Es cierto que, en lugar de evocar un territorio –la música como memoria de un lugar–, la versión de Chango reescribe, a manera de palimpsesto sonoro, la bucólica inspiración de Zaldívar. La reescribe con audacia. ¿Qué nos queda entonces del entrañable “erque, charango y bombo”? Nos queda su adscripción a una tradición argentina. Nos queda la nominación del folklore como punto de partida imaginario de un relato de la Argentina sonora. Esta siempre fue una cuestión importante para Chango. Casi una cuestión de Estado, al menos así lo entendía él. El título de este disco impresionante –literalmente impresionante– es MCA. Volumen 1 (música clásica argentina). Y el segundo nombre del grupo, Orquesta Popular de Cámara.
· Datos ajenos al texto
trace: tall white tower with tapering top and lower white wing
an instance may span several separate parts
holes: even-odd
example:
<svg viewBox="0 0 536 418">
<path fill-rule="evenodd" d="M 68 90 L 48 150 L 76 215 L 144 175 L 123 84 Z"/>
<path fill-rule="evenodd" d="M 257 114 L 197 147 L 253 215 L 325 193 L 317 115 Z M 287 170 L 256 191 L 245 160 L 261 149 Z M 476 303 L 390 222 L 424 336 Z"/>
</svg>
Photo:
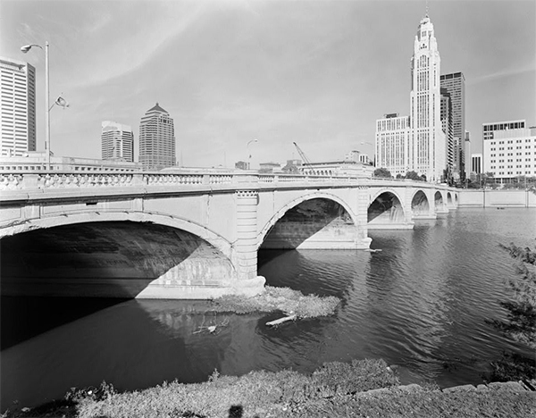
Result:
<svg viewBox="0 0 536 418">
<path fill-rule="evenodd" d="M 428 181 L 444 181 L 452 144 L 441 124 L 440 53 L 428 15 L 415 36 L 411 76 L 410 116 L 376 121 L 376 166 L 393 175 L 416 171 Z"/>
</svg>

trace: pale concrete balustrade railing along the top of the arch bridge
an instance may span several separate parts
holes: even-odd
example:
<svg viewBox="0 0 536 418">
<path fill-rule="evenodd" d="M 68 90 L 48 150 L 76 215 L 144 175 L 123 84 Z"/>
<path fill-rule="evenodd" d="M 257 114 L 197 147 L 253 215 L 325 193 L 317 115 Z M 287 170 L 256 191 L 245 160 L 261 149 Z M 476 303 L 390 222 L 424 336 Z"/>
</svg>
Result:
<svg viewBox="0 0 536 418">
<path fill-rule="evenodd" d="M 400 187 L 446 188 L 446 185 L 423 181 L 366 179 L 350 176 L 319 176 L 300 174 L 264 174 L 244 172 L 11 172 L 0 173 L 0 201 L 33 197 L 138 195 L 168 192 L 214 192 L 230 190 L 269 190 L 274 188 L 338 188 L 338 187 Z M 90 189 L 90 190 L 88 190 Z M 86 190 L 86 191 L 85 191 Z M 98 191 L 97 191 L 98 190 Z"/>
</svg>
Lo de “volumen 1” significa que la Orquesta sigue en pie, como lo demostraron sus notables presentaciones en los festejos del 25 de Mayo y en La Trastienda.

Digamos que no siempre las definiciones de Chango sobre lo nacional y popular en música fueron fáciles de aceptar; a veces sonaban un tanto reduccionistas, acercándose, curiosamente, al tono admonitorio de quienes lo cuestionaban artísticamente. Por ejemplo, en tiempo de esa preciosa reinvención del cuarteto vocal folklórico llamada Los Huanca Hua, la influencia de los grupos de jazz formados a la estela de los Mills Brothers era bastante evidente. Sin embargo, Chango no siempre lo aceptaba. A veces reconocía, casi por descuido, que su arte no hubiera sido tan pródigo sin la apertura a otras músicas, pero acto seguido se mandaba un discurso nacionalista más afín a Los Chalchaleros que a las búsquedas que él mismo encabezaba en épocas menos amables que la actual para una defensa de la diversidad cultural. De cualquier manera, y como sucedió en otros capítulos de una discografía más bien apretada –una lástima que Chango no haya grabado más–, la sonoridad de MCA supone por sí misma una desmentida a cualquier intento de tapiar eso que el investigador Claudio Díaz ha llamado el paradigma clásico del folklore.

Por más vueltas que le demos al asunto, no cabe otra palabra que swing –sin duda ajena a nuestro glosario nativo– para calificar sintéticamente a Chango Farías Gómez. No era un eximio guitarrista, ni un cantante portentoso. Poco interesado en el arte de componer, se apoyaba en la idea muy jazzera de que la interpretación liberada de un original es siempre una forma de composición. Una composición en tiempo real. En su interpretación de “María” –junto a “Garúa”, la porción tanguera en un territorio hegemonizado por el folklore– esta idea es desarrollada con un sentido de la ubicuidad rítmica formidable, el mismo que supimos disfrutar cada vez que, en algunos de sus conciertos, se quedaba solo con su guitarra para cantar “Maturana”. En cuanto a la totalidad de este disco, cada uno de sus temas es la comprobación metonímica de cuán imaginativas y radicales podían ser las interpretaciones que Chango era capaz de ensayar en torno de la música raíz nativa: “La vieja”, “La oncena”, “Me llaman la carbonera” o “Canto a la Telesita”, entre otras certezas del folklore argentino, suenan ahora clásicas y modernas. En ese orden.